Posts tagged “daniel elizalde”

Listen to Steve on the Enterprise Product Leadership Podcast



Thanks to Daniel Elizalde for having me on the Enterprise Product Leadership podcast to talk about user research, especially in enterprise and industrial organizations. The audio (51 min) is embedded above, and available on the episode page.

We discuss the complexities of doing user research in a B2B context, the challenges of getting access to users, the need to understand customers’ pain (as opposed to only focusing on usability), and how to influence your organization to conduct more research. Steve also shares his advice on how to build a practice that encourages ongoing user research.

Topics

  • Steve’s career background and the work he does today as an experienced user researcher
  • What a user researcher does and why it is important
  • Invaluable tips for user researchers
  • Why companies struggle to understand their customers’ challenges
  • How a company can become more user-centered
  • How to enable a culture that empowers everyone
  • Why you may want to bring on a user researcher or an external expert
  • The nuances of being a team player and contributing to the success of the company
  • How to challenge baseline assumptions to move forward and grow as a company
  • The differences between B2C and B2B user research
  • The challenges of user research (and how to overcome them)
  • Why user research is not only incredibly invaluable but needs to be figured out for your company
  • Why culture is critical to research
  • How to support leaders in helping transform the organization’s mindset into a customer-centric culture
  • Proactive vs. reactive research

Tips

  • Keep in mind user-research is a skill.
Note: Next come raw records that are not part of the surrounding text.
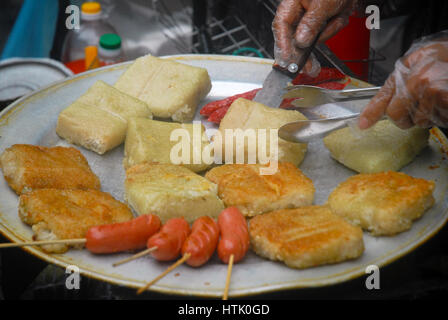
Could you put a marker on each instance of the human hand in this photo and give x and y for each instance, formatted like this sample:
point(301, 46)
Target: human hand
point(298, 22)
point(416, 93)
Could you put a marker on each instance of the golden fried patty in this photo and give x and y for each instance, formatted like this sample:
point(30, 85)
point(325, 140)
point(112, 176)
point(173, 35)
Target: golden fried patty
point(243, 186)
point(68, 214)
point(305, 237)
point(27, 167)
point(383, 203)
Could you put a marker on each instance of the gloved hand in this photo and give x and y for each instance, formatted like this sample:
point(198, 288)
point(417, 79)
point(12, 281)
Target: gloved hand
point(416, 93)
point(298, 22)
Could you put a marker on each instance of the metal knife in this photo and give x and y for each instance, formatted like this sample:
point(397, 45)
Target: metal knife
point(277, 80)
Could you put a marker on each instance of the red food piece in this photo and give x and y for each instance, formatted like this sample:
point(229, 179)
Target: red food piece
point(213, 106)
point(217, 115)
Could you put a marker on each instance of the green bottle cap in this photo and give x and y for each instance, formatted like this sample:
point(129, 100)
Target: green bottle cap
point(110, 41)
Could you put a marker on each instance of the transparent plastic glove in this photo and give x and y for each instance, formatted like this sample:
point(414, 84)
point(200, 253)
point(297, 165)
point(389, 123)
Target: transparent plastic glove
point(416, 93)
point(298, 22)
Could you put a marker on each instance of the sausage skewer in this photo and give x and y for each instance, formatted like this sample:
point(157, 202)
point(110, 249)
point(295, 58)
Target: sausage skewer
point(168, 270)
point(135, 256)
point(110, 238)
point(166, 244)
point(229, 274)
point(42, 243)
point(234, 242)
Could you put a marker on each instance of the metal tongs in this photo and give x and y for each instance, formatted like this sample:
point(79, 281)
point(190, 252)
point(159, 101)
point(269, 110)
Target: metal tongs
point(319, 98)
point(311, 96)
You can read about it, take classes, listen to podcasts, but you also have to practice.
  • Practice can include: knowing when to do research, knowing what research to do, how to go about actually doing the research, learning how to leverage the research that you’ve done, and learning how to help others understand the research.
  • And be sure to give yourself the chance to get better. All of this takes time. Be compassionate and understand that research is not just binary; there are many, many facets of it.